In ongoing studies, Anderson explained, he and colleagues are using their cell model to better define molecular events that occur during brain development. By selectively manipulating genes in the interneurons, the researchers seek to better understand how gene abnormalities may disrupt brain circuitry and give rise to particular diseases. Ultimately, those studies could help inform drug development by identifying molecules that could offer therapeutic targets for more effective treatments of neuropsychiatric diseases.

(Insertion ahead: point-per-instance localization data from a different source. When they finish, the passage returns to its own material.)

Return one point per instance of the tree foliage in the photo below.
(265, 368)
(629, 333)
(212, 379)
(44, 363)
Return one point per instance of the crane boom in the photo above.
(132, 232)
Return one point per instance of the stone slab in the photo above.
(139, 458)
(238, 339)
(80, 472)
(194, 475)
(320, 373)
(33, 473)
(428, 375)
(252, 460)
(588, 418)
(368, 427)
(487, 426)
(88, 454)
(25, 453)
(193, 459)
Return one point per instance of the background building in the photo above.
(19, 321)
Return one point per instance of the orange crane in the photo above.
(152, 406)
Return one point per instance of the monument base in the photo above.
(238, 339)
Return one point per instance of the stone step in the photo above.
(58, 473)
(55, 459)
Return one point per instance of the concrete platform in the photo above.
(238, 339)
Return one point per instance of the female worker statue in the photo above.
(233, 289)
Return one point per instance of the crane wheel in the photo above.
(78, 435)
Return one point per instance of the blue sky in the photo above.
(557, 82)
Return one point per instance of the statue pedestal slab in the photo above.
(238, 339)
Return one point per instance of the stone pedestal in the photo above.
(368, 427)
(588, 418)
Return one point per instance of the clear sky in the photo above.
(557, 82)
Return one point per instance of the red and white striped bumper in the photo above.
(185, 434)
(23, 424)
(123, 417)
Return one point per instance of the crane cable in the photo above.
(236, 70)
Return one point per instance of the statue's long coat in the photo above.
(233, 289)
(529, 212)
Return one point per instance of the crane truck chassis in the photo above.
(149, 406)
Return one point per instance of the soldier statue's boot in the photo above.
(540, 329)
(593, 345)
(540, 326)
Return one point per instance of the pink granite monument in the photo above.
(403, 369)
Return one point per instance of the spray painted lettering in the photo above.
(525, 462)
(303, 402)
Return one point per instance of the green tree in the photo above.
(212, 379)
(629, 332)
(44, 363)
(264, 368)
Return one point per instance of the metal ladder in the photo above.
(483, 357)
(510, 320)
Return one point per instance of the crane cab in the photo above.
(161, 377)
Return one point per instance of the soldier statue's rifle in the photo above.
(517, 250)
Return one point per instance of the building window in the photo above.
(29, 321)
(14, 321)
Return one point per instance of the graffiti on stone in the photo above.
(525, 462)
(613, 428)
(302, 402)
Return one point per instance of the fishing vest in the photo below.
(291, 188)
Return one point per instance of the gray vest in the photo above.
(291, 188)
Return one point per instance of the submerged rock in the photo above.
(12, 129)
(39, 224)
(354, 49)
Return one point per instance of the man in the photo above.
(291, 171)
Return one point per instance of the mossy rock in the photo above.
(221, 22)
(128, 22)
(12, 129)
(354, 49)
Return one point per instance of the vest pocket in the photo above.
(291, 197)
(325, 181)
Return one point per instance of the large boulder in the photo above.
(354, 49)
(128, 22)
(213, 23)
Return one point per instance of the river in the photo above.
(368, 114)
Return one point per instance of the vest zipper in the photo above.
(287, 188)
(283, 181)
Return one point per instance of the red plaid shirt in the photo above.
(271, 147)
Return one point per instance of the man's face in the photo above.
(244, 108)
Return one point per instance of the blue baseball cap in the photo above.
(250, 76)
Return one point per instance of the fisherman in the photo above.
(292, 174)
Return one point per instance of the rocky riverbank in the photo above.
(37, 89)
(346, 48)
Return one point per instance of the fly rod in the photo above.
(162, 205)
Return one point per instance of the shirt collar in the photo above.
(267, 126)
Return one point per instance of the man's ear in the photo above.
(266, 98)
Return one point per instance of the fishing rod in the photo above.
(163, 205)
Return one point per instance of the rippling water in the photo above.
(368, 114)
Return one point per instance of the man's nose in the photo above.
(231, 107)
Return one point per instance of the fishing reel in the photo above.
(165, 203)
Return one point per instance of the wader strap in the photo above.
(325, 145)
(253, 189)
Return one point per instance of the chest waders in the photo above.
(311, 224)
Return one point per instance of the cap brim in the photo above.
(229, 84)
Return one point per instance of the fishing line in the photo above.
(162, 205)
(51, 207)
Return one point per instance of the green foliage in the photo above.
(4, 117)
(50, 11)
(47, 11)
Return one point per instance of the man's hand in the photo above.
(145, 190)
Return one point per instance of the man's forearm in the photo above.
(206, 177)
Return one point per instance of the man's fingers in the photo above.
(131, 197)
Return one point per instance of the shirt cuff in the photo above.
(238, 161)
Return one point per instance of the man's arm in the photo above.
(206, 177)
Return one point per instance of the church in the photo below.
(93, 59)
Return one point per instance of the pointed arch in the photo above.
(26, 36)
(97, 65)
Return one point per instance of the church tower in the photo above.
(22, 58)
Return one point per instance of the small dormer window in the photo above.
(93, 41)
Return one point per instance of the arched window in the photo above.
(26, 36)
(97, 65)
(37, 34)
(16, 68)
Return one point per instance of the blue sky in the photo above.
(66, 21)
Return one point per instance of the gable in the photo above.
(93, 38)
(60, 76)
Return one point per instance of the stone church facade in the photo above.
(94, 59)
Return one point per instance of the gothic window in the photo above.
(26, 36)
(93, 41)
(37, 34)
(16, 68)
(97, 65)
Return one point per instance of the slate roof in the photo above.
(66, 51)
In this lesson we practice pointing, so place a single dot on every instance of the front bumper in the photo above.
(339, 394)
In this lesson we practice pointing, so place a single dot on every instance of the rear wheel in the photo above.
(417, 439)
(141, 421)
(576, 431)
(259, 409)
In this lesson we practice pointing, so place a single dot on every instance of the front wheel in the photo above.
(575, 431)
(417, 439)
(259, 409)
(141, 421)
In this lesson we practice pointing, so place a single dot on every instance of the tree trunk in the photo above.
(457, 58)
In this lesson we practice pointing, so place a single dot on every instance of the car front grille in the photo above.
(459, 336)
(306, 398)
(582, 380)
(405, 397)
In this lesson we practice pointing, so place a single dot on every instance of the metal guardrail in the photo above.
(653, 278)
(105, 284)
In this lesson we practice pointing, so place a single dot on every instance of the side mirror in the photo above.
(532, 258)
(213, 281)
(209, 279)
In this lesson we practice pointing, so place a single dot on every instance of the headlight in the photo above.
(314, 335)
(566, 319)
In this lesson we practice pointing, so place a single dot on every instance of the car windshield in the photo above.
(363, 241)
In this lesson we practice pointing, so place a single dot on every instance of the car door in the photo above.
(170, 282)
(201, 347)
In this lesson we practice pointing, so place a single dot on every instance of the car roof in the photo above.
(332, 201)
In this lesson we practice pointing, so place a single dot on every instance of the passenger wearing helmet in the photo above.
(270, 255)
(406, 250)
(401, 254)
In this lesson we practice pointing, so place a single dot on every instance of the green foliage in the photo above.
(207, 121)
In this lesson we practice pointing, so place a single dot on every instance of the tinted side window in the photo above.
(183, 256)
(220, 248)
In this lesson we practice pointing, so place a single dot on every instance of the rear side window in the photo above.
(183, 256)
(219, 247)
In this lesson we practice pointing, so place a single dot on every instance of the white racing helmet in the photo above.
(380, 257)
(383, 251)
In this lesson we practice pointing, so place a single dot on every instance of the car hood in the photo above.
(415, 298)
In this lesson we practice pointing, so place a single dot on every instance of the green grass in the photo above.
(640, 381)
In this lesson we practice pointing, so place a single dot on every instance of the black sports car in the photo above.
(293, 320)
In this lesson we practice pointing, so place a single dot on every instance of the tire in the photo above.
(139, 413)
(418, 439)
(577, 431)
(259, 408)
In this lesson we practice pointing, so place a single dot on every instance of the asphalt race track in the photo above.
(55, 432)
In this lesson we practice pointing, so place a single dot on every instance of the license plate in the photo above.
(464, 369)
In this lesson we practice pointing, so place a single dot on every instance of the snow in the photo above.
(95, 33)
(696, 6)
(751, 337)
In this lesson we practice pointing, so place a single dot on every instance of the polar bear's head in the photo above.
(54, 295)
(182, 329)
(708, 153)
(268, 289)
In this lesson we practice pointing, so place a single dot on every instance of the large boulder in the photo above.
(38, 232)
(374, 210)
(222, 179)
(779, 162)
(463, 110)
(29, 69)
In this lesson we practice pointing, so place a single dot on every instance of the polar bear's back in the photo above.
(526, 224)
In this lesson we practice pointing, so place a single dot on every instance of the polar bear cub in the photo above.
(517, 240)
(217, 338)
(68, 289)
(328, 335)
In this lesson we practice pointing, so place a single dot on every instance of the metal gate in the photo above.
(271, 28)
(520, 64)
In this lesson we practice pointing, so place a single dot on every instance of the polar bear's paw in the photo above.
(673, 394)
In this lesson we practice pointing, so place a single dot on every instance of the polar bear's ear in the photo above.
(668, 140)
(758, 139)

In addition, Anderson’s laboratory is studying interneurons derived from stem cells made from skin samples of patients with chromosome 22q.11.2 deletion syndrome, a genetic disease which has long been studied at The Children’s Hospital of Philadelphia.

In this multisystem disorder, about one third of patients have autistic spectrum disorders, and a partially overlapping third of patients develop schizophrenia. Investigating the roles of genes and signaling pathways in their model cells may reveal specific genes that are crucial in those patients with this syndrome who have neurodevelopmental problems.

Grants from the National Institute of Mental Health (MH066912, MH089690), NYSTEM, NeuroStemcell, the C.V. Starr Foundation and the Swiss National Science Foundation supported parts of this study.